Synergo HT® system was used in treatment of bladder cancer routinely since 2001. It provides chemohyperthermia irradiating the urothelium and bladder wall through a microwave applicator mounted on a 20 Fr three-way catheter. This regimen also showed good results in terms of DFS [24] but it was associated with a high rate of side effects with up to 38% of drop-out [25].

The HIVEC system was usually well tolerated due to the use of a soft 16 Fr three-way Foley catheter. Moreover, the drug was heated by an aluminium heat exchanger and then injected in the bladder. The most common adverse events were urinary frequency, pelvic pain, haematuria and urinary urgency [26]. As described in literature, in our analysis most adverse events were mild and self-limiting, rarely leading to therapy discontinuation. The rate of drop-out was similar among the groups. Despite this, a significant difference has been observed in the complications rate. Particularly, a higher rate of Grade 3 frequency/urgency contributed to this difference.

The direct irritative effect of chemotherapeutic drugs on bladder mucosa and changes in vesical capacity and bladder wall compliance [27] could explain the voiding lower urinary tract symptoms (LUTS) encountered in these patients. However, changes in bladder wall characteristics were not only related to the toxic effect of intravesical chemotherapy, but also to multiple resections and others demographic and pathologic characteristics. In our experience, the use of EPI was the unique negative prognostic factor for severe urinary frequency/urgency.
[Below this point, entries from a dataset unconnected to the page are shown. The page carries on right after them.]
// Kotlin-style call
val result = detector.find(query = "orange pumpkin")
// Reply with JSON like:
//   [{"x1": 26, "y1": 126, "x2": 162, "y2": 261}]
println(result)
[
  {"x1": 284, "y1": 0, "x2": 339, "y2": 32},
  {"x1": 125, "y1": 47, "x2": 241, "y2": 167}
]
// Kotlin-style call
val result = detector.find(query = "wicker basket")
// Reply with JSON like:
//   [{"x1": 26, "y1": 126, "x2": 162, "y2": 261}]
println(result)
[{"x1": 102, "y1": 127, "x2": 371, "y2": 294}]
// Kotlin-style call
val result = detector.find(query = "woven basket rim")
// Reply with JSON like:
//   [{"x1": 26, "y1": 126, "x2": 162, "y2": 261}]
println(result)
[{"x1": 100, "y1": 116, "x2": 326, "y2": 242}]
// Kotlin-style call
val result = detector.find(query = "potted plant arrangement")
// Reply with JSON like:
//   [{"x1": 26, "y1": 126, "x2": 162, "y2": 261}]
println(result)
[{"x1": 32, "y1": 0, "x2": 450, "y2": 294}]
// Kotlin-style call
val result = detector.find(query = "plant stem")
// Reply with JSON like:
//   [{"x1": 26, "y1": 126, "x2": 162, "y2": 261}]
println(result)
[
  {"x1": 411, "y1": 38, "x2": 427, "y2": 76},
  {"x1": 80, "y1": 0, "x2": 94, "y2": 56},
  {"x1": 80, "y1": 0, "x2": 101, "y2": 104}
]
In vivo, cold EPI has a similar side-effect profile to cold MMC [28]. However, the existing literature provides no data about comparison of complications of these drugs in chemohyperthermia regimens. Two patients (one for each group) did not complete the whole induction course due to Grade 2 allergic reactions. Hypersensitivity reactions can be related to both contact and systemic allergy [29].
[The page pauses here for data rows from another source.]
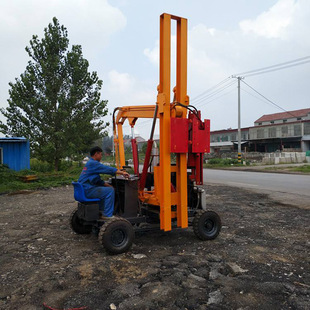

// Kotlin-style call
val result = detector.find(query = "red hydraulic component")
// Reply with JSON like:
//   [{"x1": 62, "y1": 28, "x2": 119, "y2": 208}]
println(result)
[
  {"x1": 139, "y1": 139, "x2": 153, "y2": 190},
  {"x1": 187, "y1": 111, "x2": 210, "y2": 185},
  {"x1": 131, "y1": 139, "x2": 139, "y2": 175},
  {"x1": 170, "y1": 117, "x2": 188, "y2": 153}
]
Some limitations of this study include the small cohort of patients and its retrospective non-randomized nature. Additionally, this study is limited by its short follow-up time; this may have determined that some patients might be falsely deemed as responders due to short follow-up alone. Obviously, the results of this study have to be confirmed in large-scale randomized prospective studies [30, 31].

CONCLUSIONS

HIVEC treatment shows impressive results on disease-free survival and is well tolerated, considering a high possibility of Grade 3 adverse event using EPI. It can be considered a feasible option in BCG failure or intolerant NMIBC patients, theoretically avoiding or postponing radical cystectomy in some particular subclasses of patients. Pre-treatment recurrence rate, tumor size, concomitant CIS and BCG unresponsive class can predict the likelihood of success of HIVEC treatment providing some information in conservative decision making for urologists.

CONFLICTS OF INTEREST

The authors declare no conflicts of interest.